O que não significa que essa cidade, seguramente a mais disputada de todo o mundo, não seja o local com a história mais ligada ao cristianismo e que ainda tem a sua cara cristã, com cruzes espalhadas pela sua parte antiga e palestinas desfilando com crucifixos.
Além de ser a cidade mais sagrada para os cristãos, Jerusalém é considerada a capital eterna e indivisível de Israel para os judeus. E, no caso dos muçulmanos, é o terceiro lugar mais importante, atrás apenas de Meca e de Medina, ambas localizadas na Arábia Saudita. Os palestinos reivindicam a sua porção oriental como capital de um futuro Estado.
Em Jerusalém, está localizado o Santo Sepulcro, onde teria ocorrido a crucificação de Cristo para os católicos, os gregos-ortodoxos, os coptas, os siríacos, os abissínios, os maronitas e os armênios. O monte das Oliveiras, tão citado na Bíblia, também fica em Jerusalém. Assim como o túmulo do Jardim --onde Jesus foi crucificado para os evangélicos-, a Via Dolorosa e mais de uma dezena de lugares sagrados para o cristianismo.
Primeiros passos
Mas, para começar, é preciso entender onde está e o que é Jerusalém atualmente: uma cidade que ficou dividida ao meio entre 1948, quando eclodiu a primeira guerra árabe-israelense, e 1967, quando Israel assumiu o controle de todo o território na Guerra do Iom Kipur.
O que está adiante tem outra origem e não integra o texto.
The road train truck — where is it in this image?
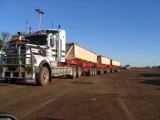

Nessas duas décadas, o lado oriental da cidade, onde se localiza também a parte murada e antiga de Jerusalém, ficou sob controle da Jordânia. Já a parte ocidental, mais moderna, era controlada pelos israelenses.
Mesmo após Israel ter capturado a parte oriental em 1967, a cidade ainda é dividida fisicamente, apesar de ser inteiramente governada pelos israelenses.
No lado oriental, vivem os árabes, tanto muçulmanos quanto cristãos. Há alguns encraves judaicos, onde vivem israelenses. Um dos dois campi da Universidade Hebraica de Jerusalém também fica no lado oriental.
Na parte ocidental, vivem os israelenses judeus. É a parte moderna, onde se localiza o Knesset (Parlamento), a Suprema Corte, os shoppings, os bares, as boates e as charmosas ruas Jaffa e Ben Yehuda, que infelizmente já foram alvo de dezenas de atentados terroristas. Entre os dois lados, está a parte antiga de Jerusalém. Lá dentro está o Muro das Lamentações, a Esplanada das Mesquitas e a igreja do Santo Sepulcro.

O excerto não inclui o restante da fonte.